02:48am Sunday 17 December 2017

U of T researchers pinpoint role of key proteins in Crohn's Disease

By Paul Cantin,

Researchers at the University of Toronto have discovered the role the interactions between key proteins plays in the body’s response to Crohn’s Disease – a revelation that may lead to the development of new therapies for patients.

In a paper published online by the journal Nature Medicine, Professor Stephen Girardin in the Department of Laboratory Medicine and Pathobiology and Dana Philpott of the Department of Immunology, as well as colleagues at St. Michael’s Hospital, examined the role nucleotide-binding oligomerization domain proteins – known as NOD proteins – play in the body’s response to intestinal bacteria linked to Crohn’s Disease.

Crohn’s disease (CD) is a chronic inflammatory bowel disease (IBD), whose incidence has grown in the past century, principally in industrialized countries. CD is characterized by flares of inflammation that are followed by periods of remission, although the intensity usually grows with age. Although available therapy has improved handling of the disease progression, the exact mechanism that causes CD is not clear, and there are no effective preventive measures.
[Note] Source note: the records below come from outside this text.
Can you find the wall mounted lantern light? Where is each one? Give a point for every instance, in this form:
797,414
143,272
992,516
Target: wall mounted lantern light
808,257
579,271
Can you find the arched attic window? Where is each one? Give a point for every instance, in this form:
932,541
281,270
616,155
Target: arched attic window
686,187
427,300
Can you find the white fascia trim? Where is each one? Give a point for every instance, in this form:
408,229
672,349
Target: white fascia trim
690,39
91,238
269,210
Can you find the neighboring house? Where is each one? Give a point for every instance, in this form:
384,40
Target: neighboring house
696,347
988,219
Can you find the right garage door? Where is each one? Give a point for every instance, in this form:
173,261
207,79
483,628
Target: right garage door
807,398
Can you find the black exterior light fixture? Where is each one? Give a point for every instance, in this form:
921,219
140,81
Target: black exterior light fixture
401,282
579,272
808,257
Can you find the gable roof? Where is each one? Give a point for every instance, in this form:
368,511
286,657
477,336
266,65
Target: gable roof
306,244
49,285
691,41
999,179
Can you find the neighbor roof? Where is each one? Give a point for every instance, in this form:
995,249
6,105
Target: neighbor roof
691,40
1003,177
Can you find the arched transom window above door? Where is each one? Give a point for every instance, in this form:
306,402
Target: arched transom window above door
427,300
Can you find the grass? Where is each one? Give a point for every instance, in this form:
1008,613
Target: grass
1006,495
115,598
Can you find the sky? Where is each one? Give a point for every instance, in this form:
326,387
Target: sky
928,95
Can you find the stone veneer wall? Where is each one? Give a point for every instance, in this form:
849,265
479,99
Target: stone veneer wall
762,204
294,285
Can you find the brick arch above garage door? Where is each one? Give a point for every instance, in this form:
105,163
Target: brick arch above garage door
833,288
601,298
The causes of CD are not known and hotly debated, but it is believed to be a combination of environmental and genetic factors. The first susceptibility gene, known as NOD2, has been shown to be a key sensor of bacteria. Girardin and his team found that NOD proteins play a crucial role in triggering another set of signaling molecules, known as IL-17/IL-22 cykotines, which regulate the mucosal barrier defense – the natural response to intestinal bacteria. When the signaling between NOD2 and IL-17/IL-22 misfires, that interferes with the body’s natural ability to fight off bacterial infection. The key for future research will be to examine that interaction more closely and see if there are ways to maintain the body’s healthy defense to infection.
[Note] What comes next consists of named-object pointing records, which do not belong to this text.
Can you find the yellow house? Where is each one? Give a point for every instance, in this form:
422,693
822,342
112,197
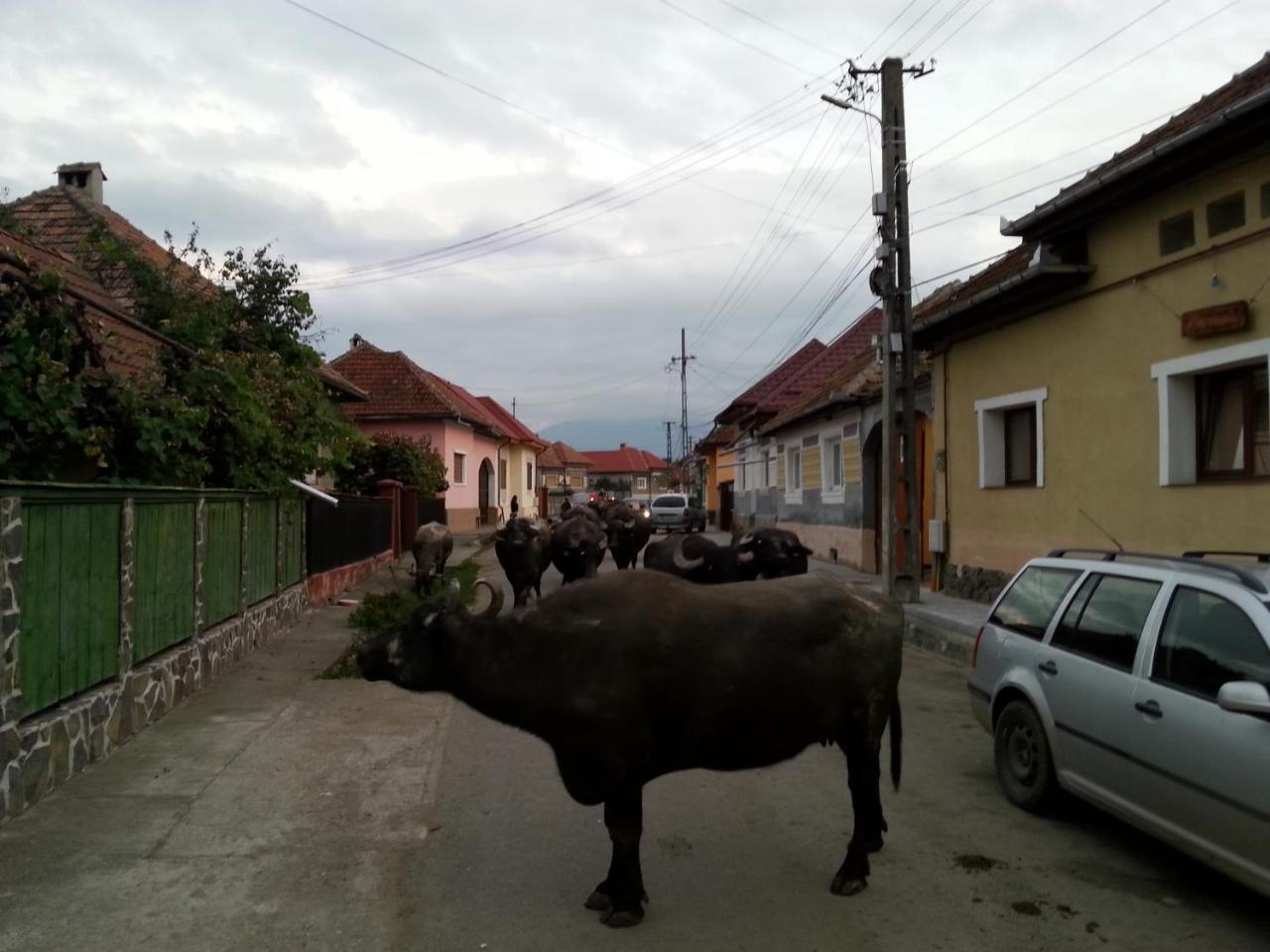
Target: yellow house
1103,384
“We believe this is significant for Crohn’s Disease research, as it ties two pathways that have been shown genetically to confer susceptibility to the disease,” said Girardin. “We have highlighted the role the interaction between NOD and IL-17 plays in the functioning of the natural intestinal defense, and it suggests that focusing on this pathway may help prevent CD and inspire the development of new therapeutic interventions for the disease.”